GREFFIER : Valérie DOIZE
COMPOSITION DE LA COUR LORS DU DÉLIBÉRÉ
Pierre NOUBEL
: PRÉSIDENT DE CHAMBRE
Virginie CLAVERT
: CONSEILLER
Laure BERNARD
: CONSEILLER
ARRÊT : Contradictoire
prononcé par sa mise à disposition au greffe le 29 Novembre 2024,
les parties présentes en ayant été préalablement avisées dans les conditions prévues à l’article 450 du code de procédure civile, signé par Pierre NOUBEL, Président et par Nadine BERLY, greffier auquel la minute de la décision a été remise par le magistrat signataire.
ORDONNANCE DE CLÔTURE : rendue le 12 Septembre 2024
EXPOSÉ DU LITIGE ET PRÉTENTIONS RESPECTIVES DES PARTIES
Mme [S] [U] a été engagée par la société CAISSE RÉGIONALE DU CRÉDIT AGRICOLE MUTUEL NORD DE FRANCE suivant contrat à durée indéterminée à compter du 8 juillet 2010 en qualité d’assistante clientèle puis de conseiller clientèle.

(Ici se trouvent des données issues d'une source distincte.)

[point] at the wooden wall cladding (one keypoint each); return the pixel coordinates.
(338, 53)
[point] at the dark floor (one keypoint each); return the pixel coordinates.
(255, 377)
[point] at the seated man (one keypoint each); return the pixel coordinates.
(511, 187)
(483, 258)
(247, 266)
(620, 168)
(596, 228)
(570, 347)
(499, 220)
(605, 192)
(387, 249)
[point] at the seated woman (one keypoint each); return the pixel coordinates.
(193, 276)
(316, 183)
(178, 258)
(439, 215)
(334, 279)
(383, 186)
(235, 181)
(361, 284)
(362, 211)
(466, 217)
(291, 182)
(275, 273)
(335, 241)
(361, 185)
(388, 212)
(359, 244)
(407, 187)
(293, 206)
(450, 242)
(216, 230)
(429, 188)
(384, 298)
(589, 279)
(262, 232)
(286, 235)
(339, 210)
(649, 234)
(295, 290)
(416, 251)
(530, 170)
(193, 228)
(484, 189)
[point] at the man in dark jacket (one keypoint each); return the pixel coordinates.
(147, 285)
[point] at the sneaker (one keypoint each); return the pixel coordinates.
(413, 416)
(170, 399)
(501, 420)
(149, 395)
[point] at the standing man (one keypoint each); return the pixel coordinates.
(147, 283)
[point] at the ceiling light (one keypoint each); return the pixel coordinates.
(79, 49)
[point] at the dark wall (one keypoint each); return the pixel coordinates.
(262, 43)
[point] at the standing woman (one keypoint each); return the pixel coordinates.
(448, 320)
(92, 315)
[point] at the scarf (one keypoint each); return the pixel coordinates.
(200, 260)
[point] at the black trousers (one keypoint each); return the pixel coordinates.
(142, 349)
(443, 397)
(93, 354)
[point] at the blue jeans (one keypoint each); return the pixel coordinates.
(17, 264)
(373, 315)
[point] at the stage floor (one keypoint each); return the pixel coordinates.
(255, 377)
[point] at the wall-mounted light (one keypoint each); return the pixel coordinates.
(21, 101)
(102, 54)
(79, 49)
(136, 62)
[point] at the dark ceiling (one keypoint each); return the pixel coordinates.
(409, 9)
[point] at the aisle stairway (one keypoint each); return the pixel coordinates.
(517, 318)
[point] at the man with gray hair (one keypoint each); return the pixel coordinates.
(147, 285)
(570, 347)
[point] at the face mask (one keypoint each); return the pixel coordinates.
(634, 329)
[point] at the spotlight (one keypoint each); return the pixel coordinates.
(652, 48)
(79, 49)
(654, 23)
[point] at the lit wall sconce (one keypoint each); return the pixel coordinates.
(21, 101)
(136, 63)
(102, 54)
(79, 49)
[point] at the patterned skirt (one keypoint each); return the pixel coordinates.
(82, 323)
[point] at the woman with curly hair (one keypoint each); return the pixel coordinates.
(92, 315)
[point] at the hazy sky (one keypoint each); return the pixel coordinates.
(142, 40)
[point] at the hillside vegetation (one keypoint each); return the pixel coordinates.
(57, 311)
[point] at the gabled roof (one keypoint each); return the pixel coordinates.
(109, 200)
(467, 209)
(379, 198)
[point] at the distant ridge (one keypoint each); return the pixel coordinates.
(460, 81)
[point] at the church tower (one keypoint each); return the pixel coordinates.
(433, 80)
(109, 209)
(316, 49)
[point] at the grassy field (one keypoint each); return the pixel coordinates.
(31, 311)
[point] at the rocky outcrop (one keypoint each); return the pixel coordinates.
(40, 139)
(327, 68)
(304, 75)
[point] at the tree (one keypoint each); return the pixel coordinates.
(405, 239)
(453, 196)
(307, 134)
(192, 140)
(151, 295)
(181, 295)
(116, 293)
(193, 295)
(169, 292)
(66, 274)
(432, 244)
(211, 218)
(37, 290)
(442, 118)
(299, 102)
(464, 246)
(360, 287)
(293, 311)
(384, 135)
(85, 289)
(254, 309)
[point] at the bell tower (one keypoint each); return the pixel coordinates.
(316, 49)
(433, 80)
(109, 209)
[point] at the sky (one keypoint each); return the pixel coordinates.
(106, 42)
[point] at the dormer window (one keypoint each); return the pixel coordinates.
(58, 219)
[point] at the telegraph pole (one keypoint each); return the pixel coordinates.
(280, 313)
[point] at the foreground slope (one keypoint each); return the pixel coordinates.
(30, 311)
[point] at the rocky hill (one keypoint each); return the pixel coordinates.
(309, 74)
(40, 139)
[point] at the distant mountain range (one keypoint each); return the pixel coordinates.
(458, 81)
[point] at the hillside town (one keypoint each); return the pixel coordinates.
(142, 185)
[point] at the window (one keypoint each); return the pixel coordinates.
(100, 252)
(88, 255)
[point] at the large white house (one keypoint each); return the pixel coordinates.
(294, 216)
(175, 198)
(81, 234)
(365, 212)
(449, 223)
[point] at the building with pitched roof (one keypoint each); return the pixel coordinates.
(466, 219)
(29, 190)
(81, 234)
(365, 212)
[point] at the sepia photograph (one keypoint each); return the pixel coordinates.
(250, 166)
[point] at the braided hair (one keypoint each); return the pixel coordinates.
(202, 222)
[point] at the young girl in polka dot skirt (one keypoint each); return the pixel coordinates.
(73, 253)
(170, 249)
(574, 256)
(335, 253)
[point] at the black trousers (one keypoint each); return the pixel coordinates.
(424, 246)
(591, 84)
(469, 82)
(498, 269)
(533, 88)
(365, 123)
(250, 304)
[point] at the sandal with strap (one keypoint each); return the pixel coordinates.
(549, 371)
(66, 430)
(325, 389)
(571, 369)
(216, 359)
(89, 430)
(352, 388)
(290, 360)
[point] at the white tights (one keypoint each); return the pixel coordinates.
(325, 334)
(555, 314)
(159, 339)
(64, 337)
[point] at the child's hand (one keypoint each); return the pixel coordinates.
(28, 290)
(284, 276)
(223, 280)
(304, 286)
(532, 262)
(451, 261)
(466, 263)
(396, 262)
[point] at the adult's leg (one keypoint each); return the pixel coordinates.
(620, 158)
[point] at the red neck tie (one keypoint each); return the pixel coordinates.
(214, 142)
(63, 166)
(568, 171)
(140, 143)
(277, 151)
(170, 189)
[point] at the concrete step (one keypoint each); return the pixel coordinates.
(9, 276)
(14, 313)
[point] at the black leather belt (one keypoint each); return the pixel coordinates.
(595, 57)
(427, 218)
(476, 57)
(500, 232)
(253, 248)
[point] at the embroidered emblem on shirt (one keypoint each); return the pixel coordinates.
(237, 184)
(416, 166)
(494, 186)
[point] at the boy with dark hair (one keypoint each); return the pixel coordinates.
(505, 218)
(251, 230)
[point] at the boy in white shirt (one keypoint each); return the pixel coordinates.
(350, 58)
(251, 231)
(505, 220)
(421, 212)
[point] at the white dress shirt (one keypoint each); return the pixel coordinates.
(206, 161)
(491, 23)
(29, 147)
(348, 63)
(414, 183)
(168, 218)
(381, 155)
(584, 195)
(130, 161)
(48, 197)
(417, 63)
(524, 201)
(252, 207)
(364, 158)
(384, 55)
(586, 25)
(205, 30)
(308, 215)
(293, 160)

Suivant courrier remis en main propre du 4 mars 2020, Mme [S] [U] a été convoquée à un entretien préalable en vue de son éventuel licenciement, fixé au 11 mars 2020 avec mise en pied conservatoire.
Par courrier du 16 mars 2020, la société CAISSE RÉGIONALE DU CRÉDIT AGRICOLE MUTUEL NORD DE FRANCE a convoqué Mme [S] [U] à un conseil de discipline le 24 mars 2020, reporté au 17 juin 2020.
Par lettre recommandée avec accusé réception en date du 22 juin 2020, Mme [S] [U] a été licenciée pour faute grave.
Le 10 novembre 2020, la salariée a saisi le conseil de prud’hommes de Lille afin de contester son licenciement et d’obtenir réparation des conséquences financières de la rupture du contrat de travail.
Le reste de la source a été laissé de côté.